If the POWER and the HARD DRIVE LEDs don't light, then you've connected those wires incorrectly. Turn the system off and adjust the leads. There are specific positive and negative pins, so you might have to rotate the little plug. This will be glaringly evident in the case of the KEYLOCK. If you install it backwards the system will start up with a KEYBOARD ERROR or KEYBOARD LOCKED message. An infinite number of monkeys can then spend eternity banging on the keyboard and still not be able to produce the Bible! Just orient the contacts the right way and all will be well. Again, check that the power supply is correctly attached to the motherboard. For starters insert only the video card. Install the floppy drive into the case. Plug the power supply into the floppy drive. Turn on the computer. Again, if ANYTHING seems wrong, turn everything off!

If the system goes into POST, hit RESET, just to make sure that you've got the wires plugged in the right way. Check that the POWER LED is lit. Try out the lock. If anything is screwy, turn the system off and reposition the wires.

1.44 Meg Floppy Drive. Still The Standard On Most Systems

Floppy Drive Cable. The Connector With The Twisted Wires is Used For the A Drive

Now, with the power off, install your hard drive and the interface card for your hard drive and floppy drive. Turn the system back on. Go into SETUP. You will have to set the TIME, DATE, and define your floppy drive. If you have a SCSI hard drive, leave drive C as NOT INSTALLED. If you've got an IDE drive, most (maybe all?) new motherboards will automatically detect and configure for your hard drive.

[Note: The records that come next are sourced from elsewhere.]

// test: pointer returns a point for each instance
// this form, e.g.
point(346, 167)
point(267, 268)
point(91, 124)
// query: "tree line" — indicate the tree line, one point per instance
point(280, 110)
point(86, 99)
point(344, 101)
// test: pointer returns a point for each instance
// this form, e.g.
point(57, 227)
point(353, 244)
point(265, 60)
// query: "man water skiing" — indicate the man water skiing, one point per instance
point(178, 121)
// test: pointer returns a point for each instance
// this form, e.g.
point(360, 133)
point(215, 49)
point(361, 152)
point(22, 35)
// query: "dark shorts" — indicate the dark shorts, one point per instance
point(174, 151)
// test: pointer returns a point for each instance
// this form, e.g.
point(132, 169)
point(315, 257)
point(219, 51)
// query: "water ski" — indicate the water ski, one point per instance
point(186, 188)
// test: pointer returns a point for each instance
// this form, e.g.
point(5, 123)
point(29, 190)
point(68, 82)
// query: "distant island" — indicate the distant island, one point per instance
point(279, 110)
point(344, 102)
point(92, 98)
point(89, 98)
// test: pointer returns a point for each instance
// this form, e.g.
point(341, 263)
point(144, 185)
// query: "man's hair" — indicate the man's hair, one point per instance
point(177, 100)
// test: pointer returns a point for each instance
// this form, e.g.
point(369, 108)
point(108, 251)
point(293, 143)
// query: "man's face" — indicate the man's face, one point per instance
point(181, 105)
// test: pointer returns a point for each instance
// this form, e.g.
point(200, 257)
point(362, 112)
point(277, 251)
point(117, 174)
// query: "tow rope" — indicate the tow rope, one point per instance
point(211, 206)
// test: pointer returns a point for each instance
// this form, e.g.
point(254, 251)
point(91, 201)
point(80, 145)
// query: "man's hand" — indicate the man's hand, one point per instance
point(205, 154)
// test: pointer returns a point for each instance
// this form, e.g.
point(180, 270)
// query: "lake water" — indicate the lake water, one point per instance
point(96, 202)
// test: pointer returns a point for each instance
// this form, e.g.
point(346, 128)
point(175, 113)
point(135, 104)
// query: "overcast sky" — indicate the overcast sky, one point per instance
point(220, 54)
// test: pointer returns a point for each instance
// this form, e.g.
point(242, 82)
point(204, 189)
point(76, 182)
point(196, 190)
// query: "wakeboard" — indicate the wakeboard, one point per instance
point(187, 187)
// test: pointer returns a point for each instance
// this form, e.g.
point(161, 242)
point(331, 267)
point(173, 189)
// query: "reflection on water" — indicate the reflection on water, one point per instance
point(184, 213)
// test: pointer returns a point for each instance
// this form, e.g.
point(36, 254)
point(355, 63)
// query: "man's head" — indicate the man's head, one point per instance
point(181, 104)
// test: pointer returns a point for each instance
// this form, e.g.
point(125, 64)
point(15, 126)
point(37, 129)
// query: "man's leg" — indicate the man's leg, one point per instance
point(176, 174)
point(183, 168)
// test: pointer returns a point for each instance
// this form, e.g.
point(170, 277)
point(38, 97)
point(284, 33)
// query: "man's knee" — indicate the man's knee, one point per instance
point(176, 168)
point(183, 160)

Since your new hard drive will probably be bigger than 528 meg , unless the BIOS on your board supports these drives, you will need to run a hard drive SETUP disk from the drive manufacturer in order to partition and format the drive. If your BIOS is compatible with large IDE drives, just use the DOS FDISK and FORMAT commands.
IDE Hard Drive And 40 Pin Cable. The Red Line On The Cable Indicates Pin 1. Point This Red Line Towards The Power Connector On The Hard Drive. The Red Line Is Oriented Towards Pin 1 On The IDE Pins On The Motherboard Or Adapter.

SCSI adapters contain their own BIOS that supports the large SCSI hard drives.